What Google teams do not an endorsement.

Page structure
- Use a coherent and logical H1 → H2 → H3 structure. Agents scan the structure rather than read linearly.
- Place essential information from the beginning of the page. Agents mainly use the first tokens to decide on relevance.
- Avoid unnecessary items (Menus, Footers, Breadcrumbs) in Parsable content. These elements pollute the context and reduce the effectiveness of agents.
- Cut out your content by task or endpoint rather than by massive page. Agents prefer several small relevant blocks over a single heavy document.
- Organize your content by user lens, not by internal structure. Agents are looking to solve a problem, not to explore your site.
- Use tables for settings and paste the code next to the explanations. This improves quick understanding and reduces the cost in tokens.
Surfacing token
- Limit page size and segment content. Too long content may be ignored, truncated, or misinterpreted.
I already said that theOptimization for tokens is the new optimization of crawl budgets. Hey, I was not wrong.
UX Bridge (Copy for AI)
Personally, I provide the summary button with IA on articles for readers. That being said, I don’t just do it for practicality.There is also the matter of manipulating the memory of AIs.
Addy Osmani offers to do the same (sort of) for AIs with the Copy button for IA. that makes it easy to copy paste from your pages.
How to do a visibility audit on AI agents?
Addy Osmani proposed a GitHub tool for auditing/having recommendations for theOptimizing your pages for AI agents.

Google Geo checklist and AI agents
If you have to prioritize things, here is whatAccording to Addy Osmani:
- The llms.txt file is present at the root and contains a structured index of all documentation?
- The robots.txt file does not inadvertently block known user-agents from AI agents?

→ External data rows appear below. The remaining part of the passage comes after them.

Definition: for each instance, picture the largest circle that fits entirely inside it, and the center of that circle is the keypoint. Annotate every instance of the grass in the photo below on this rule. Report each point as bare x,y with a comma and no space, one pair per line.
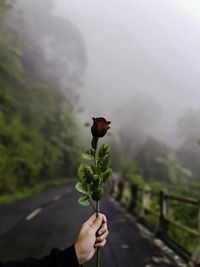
27,191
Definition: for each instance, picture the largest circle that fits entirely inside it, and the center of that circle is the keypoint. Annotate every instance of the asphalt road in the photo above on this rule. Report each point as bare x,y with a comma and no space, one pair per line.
52,219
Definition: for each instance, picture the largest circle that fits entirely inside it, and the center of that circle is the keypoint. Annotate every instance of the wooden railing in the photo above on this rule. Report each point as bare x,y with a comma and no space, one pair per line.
163,199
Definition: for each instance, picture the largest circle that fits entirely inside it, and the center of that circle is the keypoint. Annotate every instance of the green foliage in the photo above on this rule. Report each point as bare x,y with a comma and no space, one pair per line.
84,201
85,173
94,175
39,135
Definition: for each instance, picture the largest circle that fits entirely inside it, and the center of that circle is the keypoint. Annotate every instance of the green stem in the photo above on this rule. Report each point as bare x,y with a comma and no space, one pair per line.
97,207
98,251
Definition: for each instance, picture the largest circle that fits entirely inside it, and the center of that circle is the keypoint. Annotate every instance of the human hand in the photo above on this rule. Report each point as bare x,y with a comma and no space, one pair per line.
92,235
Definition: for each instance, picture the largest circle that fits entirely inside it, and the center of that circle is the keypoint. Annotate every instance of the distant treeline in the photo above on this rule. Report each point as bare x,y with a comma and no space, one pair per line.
39,134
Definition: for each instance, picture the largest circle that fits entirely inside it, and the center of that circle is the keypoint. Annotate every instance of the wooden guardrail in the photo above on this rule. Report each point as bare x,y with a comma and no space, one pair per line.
164,199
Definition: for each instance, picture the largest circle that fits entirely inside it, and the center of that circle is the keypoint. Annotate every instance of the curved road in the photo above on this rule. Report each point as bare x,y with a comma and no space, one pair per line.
34,226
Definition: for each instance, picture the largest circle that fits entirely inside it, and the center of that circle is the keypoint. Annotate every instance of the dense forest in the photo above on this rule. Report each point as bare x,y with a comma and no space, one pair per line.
39,132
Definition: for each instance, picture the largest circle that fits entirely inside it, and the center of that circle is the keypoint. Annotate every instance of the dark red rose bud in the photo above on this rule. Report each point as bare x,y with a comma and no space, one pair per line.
100,127
97,194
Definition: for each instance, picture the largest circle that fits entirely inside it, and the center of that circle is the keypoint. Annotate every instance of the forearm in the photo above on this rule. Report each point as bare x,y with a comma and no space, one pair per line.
57,258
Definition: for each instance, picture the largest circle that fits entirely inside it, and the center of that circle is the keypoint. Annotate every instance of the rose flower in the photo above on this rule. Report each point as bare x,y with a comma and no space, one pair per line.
100,127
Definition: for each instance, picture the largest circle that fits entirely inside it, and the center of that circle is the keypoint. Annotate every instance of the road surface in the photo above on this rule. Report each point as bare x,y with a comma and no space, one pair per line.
51,219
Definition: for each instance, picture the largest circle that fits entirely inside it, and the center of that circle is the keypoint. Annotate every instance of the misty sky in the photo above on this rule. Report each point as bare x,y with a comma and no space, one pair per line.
146,46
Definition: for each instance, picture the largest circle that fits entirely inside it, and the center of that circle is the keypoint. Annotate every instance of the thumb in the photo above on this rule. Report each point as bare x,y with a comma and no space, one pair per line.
97,222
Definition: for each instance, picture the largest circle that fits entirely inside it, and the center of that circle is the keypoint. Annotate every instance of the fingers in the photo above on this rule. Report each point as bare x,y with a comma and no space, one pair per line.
103,228
102,237
101,244
96,222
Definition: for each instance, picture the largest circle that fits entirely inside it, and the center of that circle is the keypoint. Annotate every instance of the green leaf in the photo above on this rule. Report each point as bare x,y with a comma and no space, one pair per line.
85,173
107,175
95,182
89,154
104,163
84,201
104,150
81,188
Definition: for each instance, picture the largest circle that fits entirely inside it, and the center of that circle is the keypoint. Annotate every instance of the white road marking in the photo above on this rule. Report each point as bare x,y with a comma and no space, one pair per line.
33,214
69,190
57,197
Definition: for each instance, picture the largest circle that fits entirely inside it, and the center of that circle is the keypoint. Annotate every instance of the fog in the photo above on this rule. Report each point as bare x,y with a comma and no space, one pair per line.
145,47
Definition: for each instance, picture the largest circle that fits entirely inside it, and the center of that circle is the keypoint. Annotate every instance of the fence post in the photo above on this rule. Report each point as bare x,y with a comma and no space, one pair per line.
195,259
146,196
134,195
162,227
120,190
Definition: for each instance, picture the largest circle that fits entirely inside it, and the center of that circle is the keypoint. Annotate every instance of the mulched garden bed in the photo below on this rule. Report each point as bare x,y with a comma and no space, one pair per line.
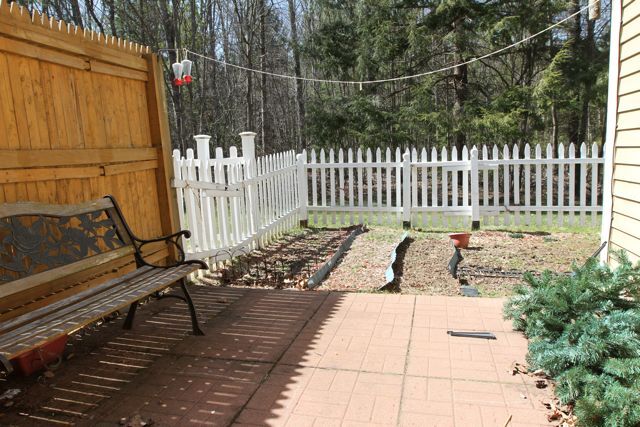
286,263
422,267
491,258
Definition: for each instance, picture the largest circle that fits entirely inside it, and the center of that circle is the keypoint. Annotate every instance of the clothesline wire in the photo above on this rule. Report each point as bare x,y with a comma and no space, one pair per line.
363,82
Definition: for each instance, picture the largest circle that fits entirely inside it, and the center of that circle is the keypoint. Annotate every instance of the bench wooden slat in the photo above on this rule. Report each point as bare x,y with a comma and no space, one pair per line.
88,310
35,280
57,306
59,271
37,208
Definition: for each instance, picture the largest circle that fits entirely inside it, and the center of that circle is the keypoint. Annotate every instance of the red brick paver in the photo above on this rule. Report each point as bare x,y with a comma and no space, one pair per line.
287,358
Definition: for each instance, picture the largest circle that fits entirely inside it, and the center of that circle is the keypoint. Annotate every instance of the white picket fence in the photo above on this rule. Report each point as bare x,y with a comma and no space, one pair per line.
426,188
235,204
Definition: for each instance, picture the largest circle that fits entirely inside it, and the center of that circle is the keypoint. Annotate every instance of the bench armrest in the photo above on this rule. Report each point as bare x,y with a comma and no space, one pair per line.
171,240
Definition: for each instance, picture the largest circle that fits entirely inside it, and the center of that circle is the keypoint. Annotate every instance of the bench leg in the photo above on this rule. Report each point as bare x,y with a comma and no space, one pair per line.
192,309
128,323
6,364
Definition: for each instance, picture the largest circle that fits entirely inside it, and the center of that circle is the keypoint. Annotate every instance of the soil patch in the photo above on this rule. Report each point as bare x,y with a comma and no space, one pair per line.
425,263
362,268
286,263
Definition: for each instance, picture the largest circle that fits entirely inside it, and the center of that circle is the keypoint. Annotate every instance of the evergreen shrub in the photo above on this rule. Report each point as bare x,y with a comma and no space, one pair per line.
584,331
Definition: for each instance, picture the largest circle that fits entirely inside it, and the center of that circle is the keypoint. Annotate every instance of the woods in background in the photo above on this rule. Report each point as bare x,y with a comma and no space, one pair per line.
551,89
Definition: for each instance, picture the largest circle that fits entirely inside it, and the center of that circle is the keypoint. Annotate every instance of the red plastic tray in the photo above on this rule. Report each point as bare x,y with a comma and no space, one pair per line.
36,359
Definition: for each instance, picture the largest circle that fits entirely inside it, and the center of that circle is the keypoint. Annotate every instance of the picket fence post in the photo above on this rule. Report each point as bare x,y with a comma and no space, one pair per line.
204,175
406,190
302,189
475,190
248,141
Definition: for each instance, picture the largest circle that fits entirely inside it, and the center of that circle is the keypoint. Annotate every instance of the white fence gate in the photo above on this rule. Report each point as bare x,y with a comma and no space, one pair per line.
234,204
426,188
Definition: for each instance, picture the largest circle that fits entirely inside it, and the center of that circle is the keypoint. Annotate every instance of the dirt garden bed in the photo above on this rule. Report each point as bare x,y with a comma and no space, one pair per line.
288,262
423,266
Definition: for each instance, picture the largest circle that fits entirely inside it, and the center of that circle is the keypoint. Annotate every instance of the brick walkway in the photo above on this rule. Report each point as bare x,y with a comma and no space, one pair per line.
299,359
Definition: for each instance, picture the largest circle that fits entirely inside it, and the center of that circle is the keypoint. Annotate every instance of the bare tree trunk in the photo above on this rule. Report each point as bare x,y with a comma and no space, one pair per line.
264,125
461,84
76,14
299,88
554,126
90,7
573,121
112,17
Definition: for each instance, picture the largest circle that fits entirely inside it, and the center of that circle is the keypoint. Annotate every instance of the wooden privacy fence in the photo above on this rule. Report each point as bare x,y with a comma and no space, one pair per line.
82,115
426,188
234,204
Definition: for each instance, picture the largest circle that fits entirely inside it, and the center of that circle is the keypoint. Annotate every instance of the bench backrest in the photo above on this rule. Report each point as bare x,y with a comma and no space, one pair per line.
45,249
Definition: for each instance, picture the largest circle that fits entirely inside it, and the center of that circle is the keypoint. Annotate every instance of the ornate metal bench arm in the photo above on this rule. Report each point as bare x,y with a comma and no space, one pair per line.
171,240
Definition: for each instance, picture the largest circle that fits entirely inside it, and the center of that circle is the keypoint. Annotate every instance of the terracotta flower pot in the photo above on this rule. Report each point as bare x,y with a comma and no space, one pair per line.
460,240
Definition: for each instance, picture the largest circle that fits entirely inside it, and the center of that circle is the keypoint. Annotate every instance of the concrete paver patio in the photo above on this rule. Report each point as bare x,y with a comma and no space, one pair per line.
298,359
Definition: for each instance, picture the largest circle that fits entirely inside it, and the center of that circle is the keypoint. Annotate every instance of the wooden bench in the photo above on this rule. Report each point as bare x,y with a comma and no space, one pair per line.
63,267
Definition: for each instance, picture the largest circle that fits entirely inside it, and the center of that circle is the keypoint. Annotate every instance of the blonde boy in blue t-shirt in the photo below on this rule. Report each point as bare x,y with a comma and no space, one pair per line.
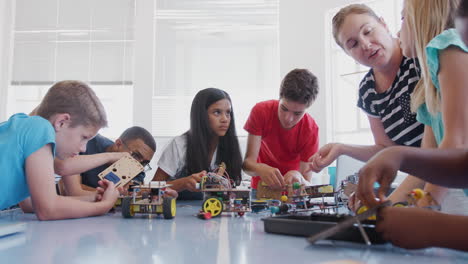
68,117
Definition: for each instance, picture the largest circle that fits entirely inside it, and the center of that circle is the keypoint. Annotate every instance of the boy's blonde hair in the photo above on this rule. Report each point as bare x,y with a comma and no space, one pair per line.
77,99
344,12
425,20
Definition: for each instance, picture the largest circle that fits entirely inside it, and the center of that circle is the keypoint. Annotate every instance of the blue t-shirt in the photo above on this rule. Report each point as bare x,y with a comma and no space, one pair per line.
441,42
99,144
20,136
446,39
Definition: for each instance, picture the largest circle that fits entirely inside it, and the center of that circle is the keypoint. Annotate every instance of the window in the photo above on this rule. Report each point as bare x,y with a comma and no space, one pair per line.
79,40
231,45
350,123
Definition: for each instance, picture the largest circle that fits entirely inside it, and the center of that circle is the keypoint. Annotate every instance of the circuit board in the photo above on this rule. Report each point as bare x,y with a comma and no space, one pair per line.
310,224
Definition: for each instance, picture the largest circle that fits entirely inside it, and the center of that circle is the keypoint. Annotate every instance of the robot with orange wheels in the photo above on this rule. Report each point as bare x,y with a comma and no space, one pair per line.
220,195
149,199
413,197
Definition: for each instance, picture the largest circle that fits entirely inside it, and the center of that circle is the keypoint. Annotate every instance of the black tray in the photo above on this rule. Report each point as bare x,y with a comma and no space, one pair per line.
307,225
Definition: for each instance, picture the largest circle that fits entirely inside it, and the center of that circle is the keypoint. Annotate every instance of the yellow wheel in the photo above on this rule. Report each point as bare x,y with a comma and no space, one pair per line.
364,208
213,206
169,208
417,194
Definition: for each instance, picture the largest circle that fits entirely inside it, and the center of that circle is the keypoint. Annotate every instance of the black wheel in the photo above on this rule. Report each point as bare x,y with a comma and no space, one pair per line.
127,210
169,208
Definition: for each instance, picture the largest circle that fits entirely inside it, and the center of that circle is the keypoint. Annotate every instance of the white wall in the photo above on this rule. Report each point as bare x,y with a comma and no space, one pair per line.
7,8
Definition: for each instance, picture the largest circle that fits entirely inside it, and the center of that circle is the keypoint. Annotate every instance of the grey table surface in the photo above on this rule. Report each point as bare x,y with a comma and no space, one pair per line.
187,239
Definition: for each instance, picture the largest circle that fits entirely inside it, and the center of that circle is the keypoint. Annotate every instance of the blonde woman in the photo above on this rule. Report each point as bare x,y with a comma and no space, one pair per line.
440,102
384,93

- The agent-permissions.json file defines the rules dAccess for automated customers?
- The Agents.md file is present in the code repositories and returns to the relevant documents?
- The documentation pages are available in the raw Markdown format (and not only in rendered HTML)?
- Each page begins with a clear statement of results in the first 200 words?
- The titles are consistent and hierarchically correct?
- The code examples immediately follow their description in text?
- Parameter references use tables, not nested text?
- The number of tokens is tracked for each documentation page?
- No page exceeds 30,000 tokens without split strategy?
- The number of tokens is indicated in llms.txt for key pages?
- The number of tokens is available as page metadata (META tag or HTTP header)?
- Skill.md files describe what each service/API does, and not just howcall?
- Each skill includes: capabilities, required entries, constraints, links to key documents?
- MCP server available for theDirect integration dagents (if applicable)?
- Segmented AI reference sources in web analytics?
- The logs are in place to detect known HTTP fingerprints of AI agents?
- reference established for the relationship between AI traffic and human traffic?
- “Copy for theAI” available on the documentation pages?
- Markdown source code accessible via a D conventionURL (for example, adding the.MD extension)?
My opinion on the checklist for optimization for AI agents
Well, let’s be honest: it’s not an official Google checklist. Nothing indicates that the Search team has validated all this. We are on Addy Osmani’s vision, not on a product recommendation.
If you are looking for a More complete and visibility-oriented checklist on LLMss, I have prepared a dedicated article with the GEO tools that Jpersonally use.
PS: My tools are a bit atypical. If you are looking instead The GEO tools “Grand Marché”, I also have a selection of the most used.
PPS: They are not necessarily the best known, but they are interesting to watch.